Stephanie Harker has lived across the street from Plummer Park in West Hollywood for 28 years. When she talks about it, she calls it “my park.”
In a densely populated city with little open space, the park and its towering trees serve as a sort of urban refuge for longtime residents like Harker, young couples with children and elderly Russian men who enjoy daily games of outdoor chess with friends.
But these days, Harker, 64, and others are worried about the park’s future. Hand-painted signs in yards throughout her neighborhood put it simply: “Protect Plummer Park.”
The roughly 5-acre park — which includes picnic tables, tennis and basketball courts, and other recreational facilities — is set to undergo a $41-million renovation over the next two years. Sections of the park will be shut down in phases.
A large portion of the park will be closed for months during construction of an underground parking garage in the project’s first phase.
The park’s conjoined Great Hall/Long Hall building — a community center built by the Works Progress Administration during the Great Depression — will be bulldozed during construction of the garage and replaced with open park space.
Park benches will be replaced; 54 of the park’s 210 trees will be destroyed for various reasons, but the park ultimately will end up with three dozen more trees. A modern facade and band shell will be added to Fiesta Hall, a 61-year-old auditorium.
A new preschool will be built with the children’s play area on the roof to save park space.
Harker and neighbor Cathy Blaivas have spearheaded a campaign to stop the city’s plans. They are upset with plans to tear down Great Hall/Long Hall, and they worry about the length of time the park will be under construction.
They also believe the city is ignoring the park’s history. The park could use some repairs, such as fixing the cracks in the sidewalks and updating the interior of the buildings, Harker said, but it does not need to be built from scratch into something it’s not.
“I like it because it’s a little bit rural and wild and not so pristine and manicured that you feel like you have to have a personal trainer to walk through,” Harker said.
So far, more than 1,000 people have signed an online petition at Change.org asking the City Council to halt the project.
Earlier this month, dozens of protesters armed with signs in Russian and English staged a demonstration in the park before marching down Santa Monica Boulevard. And in October, more than 150 people, most wearing lime-green Protect Plummer Park stickers, packed a community meeting about park renovations.
For Harker, the “battle cry is that it’s not a done deal until the wrecking ball hits the side of the building.”

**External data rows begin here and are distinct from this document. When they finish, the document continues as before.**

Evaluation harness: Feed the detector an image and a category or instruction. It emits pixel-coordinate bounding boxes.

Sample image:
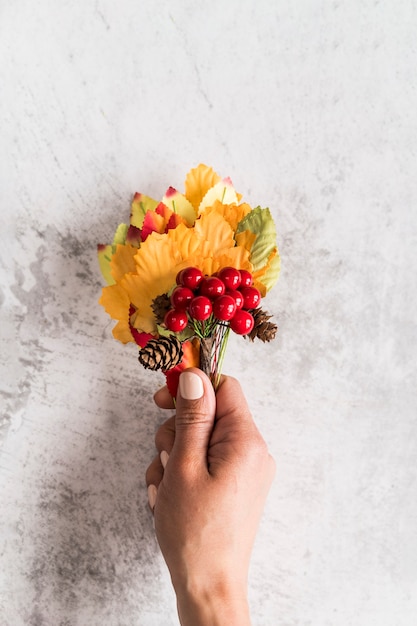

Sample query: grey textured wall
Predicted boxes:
[0,0,417,626]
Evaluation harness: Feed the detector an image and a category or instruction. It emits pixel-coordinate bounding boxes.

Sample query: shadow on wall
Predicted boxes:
[8,227,176,626]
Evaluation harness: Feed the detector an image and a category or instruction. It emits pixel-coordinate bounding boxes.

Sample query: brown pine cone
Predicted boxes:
[245,309,278,343]
[138,337,182,372]
[151,293,171,324]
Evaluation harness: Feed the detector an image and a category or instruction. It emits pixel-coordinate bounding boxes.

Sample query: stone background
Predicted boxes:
[0,0,417,626]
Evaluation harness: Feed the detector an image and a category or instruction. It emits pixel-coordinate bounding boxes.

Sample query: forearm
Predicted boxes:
[176,584,251,626]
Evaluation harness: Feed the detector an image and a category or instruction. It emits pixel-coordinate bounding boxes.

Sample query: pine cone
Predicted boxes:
[245,309,278,343]
[151,293,171,324]
[138,337,182,372]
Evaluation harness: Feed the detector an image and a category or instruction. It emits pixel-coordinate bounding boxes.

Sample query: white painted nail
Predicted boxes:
[179,372,204,400]
[148,485,158,511]
[159,450,169,469]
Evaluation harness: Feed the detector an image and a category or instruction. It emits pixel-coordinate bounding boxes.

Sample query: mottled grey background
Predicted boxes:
[0,0,417,626]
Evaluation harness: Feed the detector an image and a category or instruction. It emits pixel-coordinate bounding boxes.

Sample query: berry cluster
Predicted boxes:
[164,267,261,335]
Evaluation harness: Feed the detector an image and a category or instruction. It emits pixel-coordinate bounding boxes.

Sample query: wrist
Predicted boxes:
[174,574,250,626]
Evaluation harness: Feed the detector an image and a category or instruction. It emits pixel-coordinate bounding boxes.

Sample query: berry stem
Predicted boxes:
[200,336,214,380]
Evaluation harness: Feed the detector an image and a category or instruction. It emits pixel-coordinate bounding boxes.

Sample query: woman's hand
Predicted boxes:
[146,369,275,626]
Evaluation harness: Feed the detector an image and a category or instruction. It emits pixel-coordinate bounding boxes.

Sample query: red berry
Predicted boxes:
[240,287,262,309]
[213,294,236,322]
[226,289,243,309]
[179,267,204,291]
[200,276,226,300]
[219,267,242,289]
[188,296,212,322]
[239,270,253,287]
[230,309,255,335]
[171,285,194,311]
[164,309,188,333]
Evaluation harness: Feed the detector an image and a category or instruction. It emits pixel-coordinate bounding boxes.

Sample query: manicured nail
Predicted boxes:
[159,450,169,469]
[148,485,158,511]
[179,372,204,400]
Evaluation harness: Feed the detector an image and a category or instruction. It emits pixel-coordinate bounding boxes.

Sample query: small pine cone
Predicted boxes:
[246,309,278,343]
[138,337,182,372]
[151,293,171,324]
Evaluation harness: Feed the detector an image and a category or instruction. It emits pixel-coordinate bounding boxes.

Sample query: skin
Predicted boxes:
[146,368,275,626]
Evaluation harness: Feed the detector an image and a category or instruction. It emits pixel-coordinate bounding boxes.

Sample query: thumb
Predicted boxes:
[171,368,216,464]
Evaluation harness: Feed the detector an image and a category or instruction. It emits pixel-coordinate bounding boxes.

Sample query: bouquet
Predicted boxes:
[98,164,280,397]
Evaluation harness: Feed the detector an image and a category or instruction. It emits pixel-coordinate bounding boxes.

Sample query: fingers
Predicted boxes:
[172,368,216,467]
[146,454,164,488]
[155,416,175,454]
[216,376,254,424]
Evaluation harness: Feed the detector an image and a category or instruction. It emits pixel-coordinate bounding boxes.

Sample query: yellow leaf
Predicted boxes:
[204,200,252,231]
[235,230,256,252]
[185,163,221,211]
[113,320,135,343]
[111,244,138,282]
[198,178,238,213]
[194,213,234,254]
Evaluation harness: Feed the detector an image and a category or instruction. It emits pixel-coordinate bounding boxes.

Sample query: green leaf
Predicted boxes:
[259,252,281,291]
[130,193,159,228]
[236,207,280,291]
[97,245,116,285]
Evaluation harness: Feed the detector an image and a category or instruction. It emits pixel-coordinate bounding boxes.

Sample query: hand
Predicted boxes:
[146,368,275,626]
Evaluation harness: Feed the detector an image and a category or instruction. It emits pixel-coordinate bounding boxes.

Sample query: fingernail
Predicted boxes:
[179,372,204,400]
[148,485,158,511]
[159,450,169,469]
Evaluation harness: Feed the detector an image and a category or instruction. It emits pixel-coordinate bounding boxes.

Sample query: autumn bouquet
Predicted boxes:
[98,165,280,397]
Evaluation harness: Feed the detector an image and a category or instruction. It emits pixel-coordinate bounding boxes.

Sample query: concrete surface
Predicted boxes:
[0,0,417,626]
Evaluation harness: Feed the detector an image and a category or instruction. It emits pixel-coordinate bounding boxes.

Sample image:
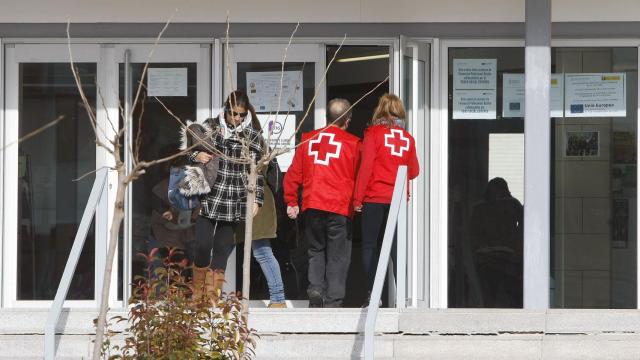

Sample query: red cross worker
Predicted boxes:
[284,99,361,307]
[353,94,420,303]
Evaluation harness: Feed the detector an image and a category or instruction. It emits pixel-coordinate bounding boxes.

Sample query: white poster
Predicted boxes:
[564,73,627,117]
[453,90,496,119]
[549,74,564,117]
[453,59,498,90]
[502,74,564,118]
[258,114,296,171]
[147,68,187,96]
[502,74,524,118]
[247,71,303,113]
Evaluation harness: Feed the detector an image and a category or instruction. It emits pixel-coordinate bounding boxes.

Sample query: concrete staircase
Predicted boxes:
[0,309,640,360]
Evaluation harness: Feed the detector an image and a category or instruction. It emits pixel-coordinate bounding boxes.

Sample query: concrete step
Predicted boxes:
[5,334,640,360]
[0,309,640,360]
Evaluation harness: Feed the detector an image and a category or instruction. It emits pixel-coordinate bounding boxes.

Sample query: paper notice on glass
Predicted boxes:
[247,71,303,113]
[453,59,498,90]
[502,74,524,118]
[564,73,627,117]
[147,68,187,96]
[453,90,496,120]
[549,74,564,117]
[258,114,296,171]
[502,74,564,118]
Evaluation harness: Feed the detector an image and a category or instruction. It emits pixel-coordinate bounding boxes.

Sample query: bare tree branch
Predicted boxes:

City officials, however, say many of the protesters are uninformed about details of the project. For instance, they said, the entire park will not be closed during the two-year renovation, temporary park space will be created during construction, and a number of planned changes will improve the park.
“It’s not something scary, we’re not destroying Plummer Park, we’re not uprooting seniors and throwing the Russians out and scaring away the children; and that’s kind of the way it’s being framed,” West Hollywood Mayor John Duran said at a Nov. 21 council meeting.

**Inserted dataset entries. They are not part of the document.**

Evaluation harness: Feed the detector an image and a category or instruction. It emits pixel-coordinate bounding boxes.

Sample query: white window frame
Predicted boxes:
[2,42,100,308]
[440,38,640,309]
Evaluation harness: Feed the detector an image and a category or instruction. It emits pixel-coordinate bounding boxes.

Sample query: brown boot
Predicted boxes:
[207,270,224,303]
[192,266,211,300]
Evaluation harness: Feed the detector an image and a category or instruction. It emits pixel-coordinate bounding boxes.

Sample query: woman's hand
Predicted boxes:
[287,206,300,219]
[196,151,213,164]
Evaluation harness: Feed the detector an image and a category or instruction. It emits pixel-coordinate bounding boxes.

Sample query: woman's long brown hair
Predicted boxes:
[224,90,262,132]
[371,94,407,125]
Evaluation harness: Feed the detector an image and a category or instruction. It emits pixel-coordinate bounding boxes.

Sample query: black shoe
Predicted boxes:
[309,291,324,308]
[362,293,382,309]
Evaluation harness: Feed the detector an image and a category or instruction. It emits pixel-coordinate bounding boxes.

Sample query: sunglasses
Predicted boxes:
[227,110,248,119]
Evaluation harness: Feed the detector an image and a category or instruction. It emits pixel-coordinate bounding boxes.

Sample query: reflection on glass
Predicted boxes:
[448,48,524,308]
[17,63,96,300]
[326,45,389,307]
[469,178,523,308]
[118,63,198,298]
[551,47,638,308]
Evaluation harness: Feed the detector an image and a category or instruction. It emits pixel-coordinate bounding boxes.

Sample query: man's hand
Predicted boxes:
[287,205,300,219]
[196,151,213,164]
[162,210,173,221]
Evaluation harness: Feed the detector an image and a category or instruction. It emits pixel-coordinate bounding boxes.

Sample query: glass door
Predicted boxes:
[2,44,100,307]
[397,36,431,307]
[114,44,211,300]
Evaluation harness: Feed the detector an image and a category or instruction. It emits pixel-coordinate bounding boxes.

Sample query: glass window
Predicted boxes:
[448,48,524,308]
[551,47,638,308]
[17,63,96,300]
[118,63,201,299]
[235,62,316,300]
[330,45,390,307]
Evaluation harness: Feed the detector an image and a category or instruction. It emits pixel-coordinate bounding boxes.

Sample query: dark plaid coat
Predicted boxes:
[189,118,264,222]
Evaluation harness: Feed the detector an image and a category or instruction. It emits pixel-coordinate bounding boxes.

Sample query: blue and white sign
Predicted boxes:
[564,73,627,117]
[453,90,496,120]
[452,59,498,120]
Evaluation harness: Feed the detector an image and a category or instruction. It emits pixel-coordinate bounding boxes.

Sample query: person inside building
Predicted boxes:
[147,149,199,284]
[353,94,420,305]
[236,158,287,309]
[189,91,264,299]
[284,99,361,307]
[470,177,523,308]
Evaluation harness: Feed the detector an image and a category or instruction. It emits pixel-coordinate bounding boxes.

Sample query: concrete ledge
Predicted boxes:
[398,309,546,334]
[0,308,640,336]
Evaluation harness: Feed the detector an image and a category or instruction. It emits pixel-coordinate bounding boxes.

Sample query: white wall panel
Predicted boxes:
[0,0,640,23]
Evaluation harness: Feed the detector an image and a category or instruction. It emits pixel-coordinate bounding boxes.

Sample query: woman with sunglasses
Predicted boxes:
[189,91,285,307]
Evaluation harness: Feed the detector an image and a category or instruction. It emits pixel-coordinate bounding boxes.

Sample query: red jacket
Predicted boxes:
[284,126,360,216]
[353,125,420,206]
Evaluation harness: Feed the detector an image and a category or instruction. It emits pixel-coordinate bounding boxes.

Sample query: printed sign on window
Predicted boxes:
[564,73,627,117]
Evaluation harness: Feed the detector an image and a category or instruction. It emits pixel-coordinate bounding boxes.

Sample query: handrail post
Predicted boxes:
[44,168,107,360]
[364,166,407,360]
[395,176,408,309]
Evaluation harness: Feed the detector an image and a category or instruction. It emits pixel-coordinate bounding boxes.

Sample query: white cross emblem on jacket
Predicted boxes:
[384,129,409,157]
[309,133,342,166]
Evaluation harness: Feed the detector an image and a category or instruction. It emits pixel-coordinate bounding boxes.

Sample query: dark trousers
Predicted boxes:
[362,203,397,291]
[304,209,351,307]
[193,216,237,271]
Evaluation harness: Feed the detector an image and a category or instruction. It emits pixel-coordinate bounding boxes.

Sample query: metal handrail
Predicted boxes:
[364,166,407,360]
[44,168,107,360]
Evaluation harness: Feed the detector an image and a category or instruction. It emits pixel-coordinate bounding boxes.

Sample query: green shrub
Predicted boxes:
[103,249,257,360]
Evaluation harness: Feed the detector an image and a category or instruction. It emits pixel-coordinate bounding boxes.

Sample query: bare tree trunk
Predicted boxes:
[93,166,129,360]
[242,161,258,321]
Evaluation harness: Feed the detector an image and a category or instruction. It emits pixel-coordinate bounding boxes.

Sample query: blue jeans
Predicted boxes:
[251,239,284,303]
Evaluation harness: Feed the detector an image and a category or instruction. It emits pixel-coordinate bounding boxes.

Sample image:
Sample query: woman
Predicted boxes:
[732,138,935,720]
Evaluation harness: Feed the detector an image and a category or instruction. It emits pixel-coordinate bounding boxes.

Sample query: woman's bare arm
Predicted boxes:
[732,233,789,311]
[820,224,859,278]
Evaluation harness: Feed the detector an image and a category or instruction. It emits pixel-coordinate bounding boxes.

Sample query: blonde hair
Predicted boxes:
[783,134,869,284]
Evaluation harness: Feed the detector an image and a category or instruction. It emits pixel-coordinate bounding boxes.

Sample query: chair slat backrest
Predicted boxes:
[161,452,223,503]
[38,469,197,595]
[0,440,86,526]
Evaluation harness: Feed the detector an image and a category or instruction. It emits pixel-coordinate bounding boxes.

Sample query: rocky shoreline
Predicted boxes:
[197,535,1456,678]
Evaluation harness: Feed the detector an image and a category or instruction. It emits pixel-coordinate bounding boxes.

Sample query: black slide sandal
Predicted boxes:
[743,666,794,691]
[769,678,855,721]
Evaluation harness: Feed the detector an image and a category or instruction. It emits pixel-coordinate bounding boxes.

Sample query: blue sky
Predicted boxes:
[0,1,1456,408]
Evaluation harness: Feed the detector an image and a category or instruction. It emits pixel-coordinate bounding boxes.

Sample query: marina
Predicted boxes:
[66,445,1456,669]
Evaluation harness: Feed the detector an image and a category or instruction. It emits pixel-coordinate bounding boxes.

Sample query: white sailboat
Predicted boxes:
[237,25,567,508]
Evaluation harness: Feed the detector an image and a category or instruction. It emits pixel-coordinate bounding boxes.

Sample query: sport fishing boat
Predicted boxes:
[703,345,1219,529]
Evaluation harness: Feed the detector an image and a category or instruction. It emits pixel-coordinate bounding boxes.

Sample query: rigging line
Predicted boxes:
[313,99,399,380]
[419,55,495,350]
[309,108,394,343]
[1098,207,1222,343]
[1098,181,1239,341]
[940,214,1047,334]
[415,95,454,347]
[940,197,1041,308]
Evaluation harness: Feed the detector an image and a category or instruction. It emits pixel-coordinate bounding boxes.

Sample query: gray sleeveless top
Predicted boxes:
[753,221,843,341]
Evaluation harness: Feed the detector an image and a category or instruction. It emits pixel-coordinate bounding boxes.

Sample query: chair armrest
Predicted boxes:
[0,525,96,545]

City officials have been surprised by the reaction of some in the community because, they say, plenty of advance notice had been given about the plans. The park renovation has been a topic of discussion since 1993.

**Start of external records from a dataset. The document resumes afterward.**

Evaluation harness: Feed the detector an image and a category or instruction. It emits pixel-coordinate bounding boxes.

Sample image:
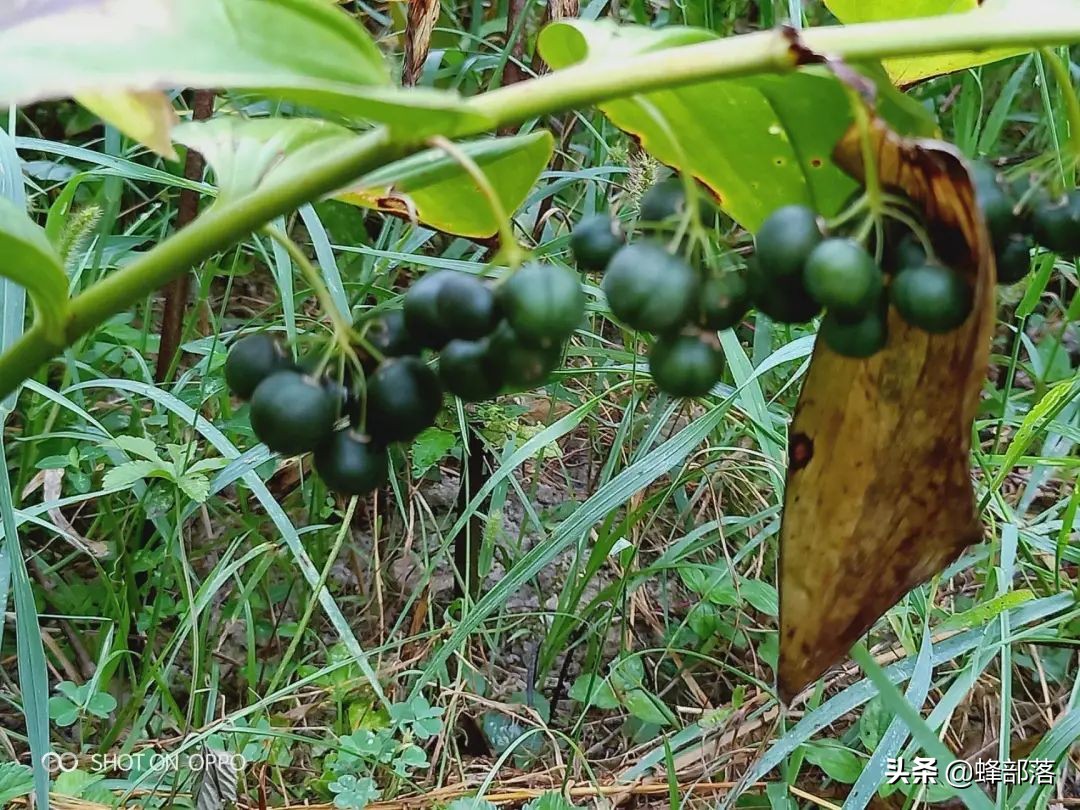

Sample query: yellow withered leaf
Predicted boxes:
[779,120,996,701]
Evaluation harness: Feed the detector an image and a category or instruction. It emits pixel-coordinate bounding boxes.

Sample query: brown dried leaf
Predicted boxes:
[402,0,442,87]
[23,469,109,559]
[779,115,996,701]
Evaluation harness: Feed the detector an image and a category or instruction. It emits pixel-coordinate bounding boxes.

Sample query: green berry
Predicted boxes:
[600,241,700,334]
[251,369,338,456]
[755,205,822,279]
[403,270,457,349]
[499,264,585,349]
[225,333,292,400]
[802,239,885,318]
[649,335,724,396]
[314,428,388,496]
[367,357,443,444]
[435,273,499,340]
[889,265,972,335]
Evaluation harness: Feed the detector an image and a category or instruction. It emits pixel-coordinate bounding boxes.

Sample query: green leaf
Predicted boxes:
[0,0,484,134]
[0,762,33,807]
[524,791,578,810]
[86,692,117,717]
[53,770,105,799]
[0,201,68,343]
[802,743,863,785]
[446,796,499,810]
[49,697,79,728]
[339,130,554,238]
[825,0,1019,85]
[173,117,357,202]
[329,774,381,810]
[739,579,780,616]
[176,473,210,503]
[569,675,620,710]
[623,687,675,726]
[539,21,933,230]
[413,428,458,478]
[112,436,165,465]
[102,461,162,489]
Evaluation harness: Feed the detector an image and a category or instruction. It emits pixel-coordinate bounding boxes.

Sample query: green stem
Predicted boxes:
[1039,48,1080,164]
[0,12,1080,399]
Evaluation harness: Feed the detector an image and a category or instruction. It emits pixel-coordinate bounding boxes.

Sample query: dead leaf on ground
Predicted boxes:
[23,469,109,558]
[778,120,996,701]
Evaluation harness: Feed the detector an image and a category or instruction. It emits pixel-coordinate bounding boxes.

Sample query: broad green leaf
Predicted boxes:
[173,117,357,202]
[112,436,165,464]
[0,0,490,139]
[825,0,1029,85]
[0,197,68,343]
[102,461,161,489]
[802,743,863,784]
[339,130,554,238]
[411,428,458,478]
[539,21,933,230]
[176,473,210,503]
[77,91,176,160]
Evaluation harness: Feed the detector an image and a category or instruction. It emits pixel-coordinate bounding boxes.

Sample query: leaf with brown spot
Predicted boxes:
[779,114,996,701]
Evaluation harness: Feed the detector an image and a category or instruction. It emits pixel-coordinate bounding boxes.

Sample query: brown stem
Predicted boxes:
[402,0,442,87]
[154,90,214,382]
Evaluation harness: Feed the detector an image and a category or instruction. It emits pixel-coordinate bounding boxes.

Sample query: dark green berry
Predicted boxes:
[499,264,585,349]
[403,270,457,349]
[889,265,972,335]
[802,239,885,318]
[367,357,443,444]
[819,306,889,357]
[251,369,338,456]
[754,205,823,279]
[600,241,700,334]
[314,428,388,496]
[649,335,724,396]
[225,333,292,400]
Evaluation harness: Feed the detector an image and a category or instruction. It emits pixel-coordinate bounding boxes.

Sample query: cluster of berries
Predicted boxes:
[225,262,585,495]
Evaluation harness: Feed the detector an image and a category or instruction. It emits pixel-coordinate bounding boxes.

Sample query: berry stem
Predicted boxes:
[845,85,883,221]
[634,96,707,252]
[429,135,526,270]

“The city has nothing to apologize for in terms of outreach because we did enormous outreach,” said Mayor Pro Tem Jeffrey Prang.
Nevertheless, the city has promised to review the renovation plans and see what changes can be made to satisfy the concerns of neighbors. Construction, initially set to begin in January, already has been delayed until a mitigation plan is developed.
For months, Blaivas, 61, has been knocking on neighbors’ doors and talking to residents about the city’s plans. She said the Protect Plummer Park campaign is made up of a diverse group.
“It’s not just a bunch of older people who want to hold on to something,” Blaivas said. The park “is the heart of this community. They’re ripping that heart out and turning it into an architectural project.”
For Lyndia Lowy, 62, the park has been a cornerstone of her life. Her parents first brought her to the park in a baby stroller. As an adult, she has spent dozens of evenings rehearsing with the Hollywood Master Chorale at Fiesta Hall.
The park is where Trevor Orr, 28, wants to continue bringing his 1-year-old daughter to play. Orr and his wife moved to West Hollywood a year ago, and the couple chose their apartment because of its proximity to the park.
Yefim Bochkis, Russian immigrant and retiree, has come to the park almost every day for more than 20 years to play chess. He brings a flashlight so he can continue playing after the sun sets.
He said he doesn’t mind the changes planned for the park as long as he always has a table.
“I come here because this is very important for people our age,” Bochkis said. “I am a chess player. I need this.”
Eugene and Gala Groisman, Russian immigrants, bring their 3-year-old son Gregory to the park, where he rides his red tricycle. Gregory has gone to bed wearing his own Protect Plummer Park green button.
“I cannot imagine our lives without this park,” Eugene Groisman said, waving an arm at the nature around him. “I cannot believe we could lose this.”